Isai Thorne

Personal information
- Born: 23 September 2004 (age 21) Guyana
- Batting: Right-handed
- Bowling: Right arm medium
- Role: Bowler

Domestic team information
- 2023–present: Combined Campuses and Colleges
- 2023–present: West Indies Academy

Career statistics
| Competition | FC | LA |
| Matches | 9 | 6 |
| Runs scored | 41 | 1 |
| Batting average | 6.83 | – |
| 100s/50s | 0/0 | 0/0 |
| Top score | 14 | 1* |
| Balls bowled | 918 | 214 |
| Wickets | 31 | 8 |
| Bowling average | 17.38 | 28.87 |
| 5 wickets in innings | 0 | 0 |
| 10 wickets in match | 0 | n/a |
| Best bowling | 4/8 | 3/65 |
| Catches/stumpings | 3/– | 0/– |
- Source: ESPNcricinfo, 4 July 2024

= Isai Thorne =

West Indies cricketer (born 2004)

Isai Thorne (born 23 September 2004) is a West Indian cricketer who currently plays for the Guyana cricket team as a bowler.

== Career ==
In December 2021, he was named in the West Indies squad for the 2022 ICC Under-19 Cricket World Cup.
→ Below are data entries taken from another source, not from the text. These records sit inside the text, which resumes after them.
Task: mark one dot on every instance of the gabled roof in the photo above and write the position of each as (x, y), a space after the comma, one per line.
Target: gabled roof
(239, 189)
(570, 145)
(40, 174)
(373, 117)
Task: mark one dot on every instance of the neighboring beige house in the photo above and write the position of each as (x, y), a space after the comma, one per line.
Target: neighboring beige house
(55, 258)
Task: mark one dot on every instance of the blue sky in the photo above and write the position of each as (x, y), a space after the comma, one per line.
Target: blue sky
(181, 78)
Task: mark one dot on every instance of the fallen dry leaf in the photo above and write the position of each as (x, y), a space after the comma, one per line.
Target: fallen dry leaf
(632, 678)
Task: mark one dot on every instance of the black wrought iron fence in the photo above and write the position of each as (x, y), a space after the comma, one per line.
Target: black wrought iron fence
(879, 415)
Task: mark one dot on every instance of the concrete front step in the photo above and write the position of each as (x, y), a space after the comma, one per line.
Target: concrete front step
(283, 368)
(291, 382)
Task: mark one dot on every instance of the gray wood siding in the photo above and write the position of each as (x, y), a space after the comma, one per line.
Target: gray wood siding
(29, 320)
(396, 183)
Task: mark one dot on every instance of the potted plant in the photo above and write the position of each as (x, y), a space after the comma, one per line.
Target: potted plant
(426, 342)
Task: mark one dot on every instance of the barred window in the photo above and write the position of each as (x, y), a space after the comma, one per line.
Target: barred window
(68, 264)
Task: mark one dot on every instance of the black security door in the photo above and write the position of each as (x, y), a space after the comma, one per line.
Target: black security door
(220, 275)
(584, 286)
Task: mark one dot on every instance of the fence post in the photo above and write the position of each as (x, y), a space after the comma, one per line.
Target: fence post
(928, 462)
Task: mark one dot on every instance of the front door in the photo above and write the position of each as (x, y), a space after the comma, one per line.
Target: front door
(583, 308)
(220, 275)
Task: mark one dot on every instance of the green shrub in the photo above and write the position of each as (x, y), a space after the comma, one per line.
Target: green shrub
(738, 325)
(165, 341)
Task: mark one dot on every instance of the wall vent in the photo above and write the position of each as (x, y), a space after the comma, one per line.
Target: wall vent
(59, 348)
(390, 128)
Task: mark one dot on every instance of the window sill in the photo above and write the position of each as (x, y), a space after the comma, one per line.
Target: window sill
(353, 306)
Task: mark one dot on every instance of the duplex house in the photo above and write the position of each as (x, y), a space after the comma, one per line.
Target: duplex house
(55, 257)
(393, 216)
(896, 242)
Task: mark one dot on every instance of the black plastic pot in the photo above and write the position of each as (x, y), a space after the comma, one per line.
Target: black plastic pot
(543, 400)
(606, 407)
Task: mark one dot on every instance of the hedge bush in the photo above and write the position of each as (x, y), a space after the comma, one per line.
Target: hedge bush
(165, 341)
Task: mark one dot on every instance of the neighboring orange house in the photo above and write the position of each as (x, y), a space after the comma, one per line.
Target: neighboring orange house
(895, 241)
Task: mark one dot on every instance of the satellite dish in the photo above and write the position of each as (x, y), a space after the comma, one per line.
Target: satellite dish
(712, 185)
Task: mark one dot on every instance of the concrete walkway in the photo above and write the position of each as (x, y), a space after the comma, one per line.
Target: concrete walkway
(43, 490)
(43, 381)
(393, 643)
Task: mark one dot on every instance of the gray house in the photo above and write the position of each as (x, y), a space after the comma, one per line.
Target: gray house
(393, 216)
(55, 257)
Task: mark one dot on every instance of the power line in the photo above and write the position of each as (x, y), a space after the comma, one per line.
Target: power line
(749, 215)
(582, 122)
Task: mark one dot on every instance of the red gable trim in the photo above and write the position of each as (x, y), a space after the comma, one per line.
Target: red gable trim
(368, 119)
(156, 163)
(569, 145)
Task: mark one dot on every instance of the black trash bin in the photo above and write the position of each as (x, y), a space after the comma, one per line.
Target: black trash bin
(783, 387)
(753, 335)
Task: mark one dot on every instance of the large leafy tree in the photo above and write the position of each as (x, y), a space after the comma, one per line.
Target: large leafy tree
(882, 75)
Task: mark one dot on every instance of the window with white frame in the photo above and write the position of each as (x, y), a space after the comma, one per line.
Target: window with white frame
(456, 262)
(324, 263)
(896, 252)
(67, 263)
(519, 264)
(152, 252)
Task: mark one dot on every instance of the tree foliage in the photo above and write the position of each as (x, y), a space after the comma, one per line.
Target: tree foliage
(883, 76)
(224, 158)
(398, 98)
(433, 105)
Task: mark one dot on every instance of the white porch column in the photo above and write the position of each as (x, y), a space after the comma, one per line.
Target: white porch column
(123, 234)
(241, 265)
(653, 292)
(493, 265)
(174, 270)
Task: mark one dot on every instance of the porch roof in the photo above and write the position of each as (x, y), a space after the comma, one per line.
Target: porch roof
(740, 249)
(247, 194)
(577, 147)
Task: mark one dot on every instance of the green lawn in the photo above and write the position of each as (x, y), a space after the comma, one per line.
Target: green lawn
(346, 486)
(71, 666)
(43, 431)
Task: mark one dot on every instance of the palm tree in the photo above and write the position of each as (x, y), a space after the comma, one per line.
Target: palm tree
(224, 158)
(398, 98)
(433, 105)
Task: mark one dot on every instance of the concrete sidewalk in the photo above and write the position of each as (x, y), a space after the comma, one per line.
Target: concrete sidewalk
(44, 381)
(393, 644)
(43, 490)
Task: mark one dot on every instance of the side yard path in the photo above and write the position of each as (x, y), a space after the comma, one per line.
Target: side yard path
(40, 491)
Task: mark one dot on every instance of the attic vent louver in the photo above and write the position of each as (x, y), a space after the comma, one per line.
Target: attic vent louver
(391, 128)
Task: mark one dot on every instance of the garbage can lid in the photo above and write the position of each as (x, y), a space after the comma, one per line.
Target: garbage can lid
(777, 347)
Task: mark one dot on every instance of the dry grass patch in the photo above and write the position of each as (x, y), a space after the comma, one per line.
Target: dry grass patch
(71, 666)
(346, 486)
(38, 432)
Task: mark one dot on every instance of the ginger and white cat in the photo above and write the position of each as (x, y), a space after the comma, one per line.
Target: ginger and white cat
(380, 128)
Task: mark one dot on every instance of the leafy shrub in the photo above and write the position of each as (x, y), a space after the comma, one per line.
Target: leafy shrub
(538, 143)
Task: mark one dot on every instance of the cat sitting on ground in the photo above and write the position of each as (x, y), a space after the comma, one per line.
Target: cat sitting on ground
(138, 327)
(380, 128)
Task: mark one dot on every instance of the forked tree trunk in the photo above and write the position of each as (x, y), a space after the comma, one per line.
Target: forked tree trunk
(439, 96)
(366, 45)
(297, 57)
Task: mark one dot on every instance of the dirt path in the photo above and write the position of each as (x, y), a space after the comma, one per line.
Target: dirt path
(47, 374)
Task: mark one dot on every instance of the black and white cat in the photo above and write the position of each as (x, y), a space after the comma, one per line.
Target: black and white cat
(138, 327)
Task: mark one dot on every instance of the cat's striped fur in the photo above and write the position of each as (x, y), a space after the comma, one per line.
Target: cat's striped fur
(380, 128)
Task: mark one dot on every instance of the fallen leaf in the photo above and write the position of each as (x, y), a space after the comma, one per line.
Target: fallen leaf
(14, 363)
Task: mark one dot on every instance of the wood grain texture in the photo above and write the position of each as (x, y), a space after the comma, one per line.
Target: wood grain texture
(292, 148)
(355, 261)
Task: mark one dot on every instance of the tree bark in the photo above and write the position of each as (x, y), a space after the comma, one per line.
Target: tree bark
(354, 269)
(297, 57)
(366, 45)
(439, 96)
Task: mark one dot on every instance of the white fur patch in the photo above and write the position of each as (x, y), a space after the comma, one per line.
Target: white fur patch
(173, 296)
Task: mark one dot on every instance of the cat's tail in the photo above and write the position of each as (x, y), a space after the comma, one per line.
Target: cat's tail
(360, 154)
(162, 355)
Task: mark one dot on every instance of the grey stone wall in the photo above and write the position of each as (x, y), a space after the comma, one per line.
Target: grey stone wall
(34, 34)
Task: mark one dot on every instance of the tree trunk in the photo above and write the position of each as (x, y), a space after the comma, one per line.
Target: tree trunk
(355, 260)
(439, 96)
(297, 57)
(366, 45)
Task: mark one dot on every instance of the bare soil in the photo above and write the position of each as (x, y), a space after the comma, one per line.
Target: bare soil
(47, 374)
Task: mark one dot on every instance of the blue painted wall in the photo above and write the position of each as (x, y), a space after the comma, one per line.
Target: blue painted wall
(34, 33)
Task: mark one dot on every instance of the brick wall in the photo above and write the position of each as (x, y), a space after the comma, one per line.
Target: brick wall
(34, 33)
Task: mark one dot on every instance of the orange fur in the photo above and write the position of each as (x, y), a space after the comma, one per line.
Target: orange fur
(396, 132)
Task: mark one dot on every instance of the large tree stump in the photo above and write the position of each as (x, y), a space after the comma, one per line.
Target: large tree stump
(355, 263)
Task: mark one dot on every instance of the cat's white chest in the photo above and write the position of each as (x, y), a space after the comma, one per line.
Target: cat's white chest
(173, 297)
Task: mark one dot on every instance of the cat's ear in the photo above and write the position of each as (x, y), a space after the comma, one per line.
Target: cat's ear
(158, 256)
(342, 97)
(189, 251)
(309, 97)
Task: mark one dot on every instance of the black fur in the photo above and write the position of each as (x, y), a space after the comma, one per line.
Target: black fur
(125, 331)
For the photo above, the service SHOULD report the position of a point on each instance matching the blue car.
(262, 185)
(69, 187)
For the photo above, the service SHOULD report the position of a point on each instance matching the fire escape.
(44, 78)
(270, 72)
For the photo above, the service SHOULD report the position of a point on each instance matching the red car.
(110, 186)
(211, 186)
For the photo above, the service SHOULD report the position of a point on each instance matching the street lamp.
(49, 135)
He was awarded a developmental scholarship to join the Guyana Amazon Warriors team ahead of the 2023 Caribbean Premier League. He made his List A debut playing for Combined Campuses and Colleges against Trinidad and Tobago on 17 October 2023 during the 2023–24 Super50 Cup. In November 2023, he was named in the West Indies Academy squad to face Emerging Ireland side in List A and first-class series. He eventually made his first-class debut against the Emerging Ireland side during the series on 25 November 2023.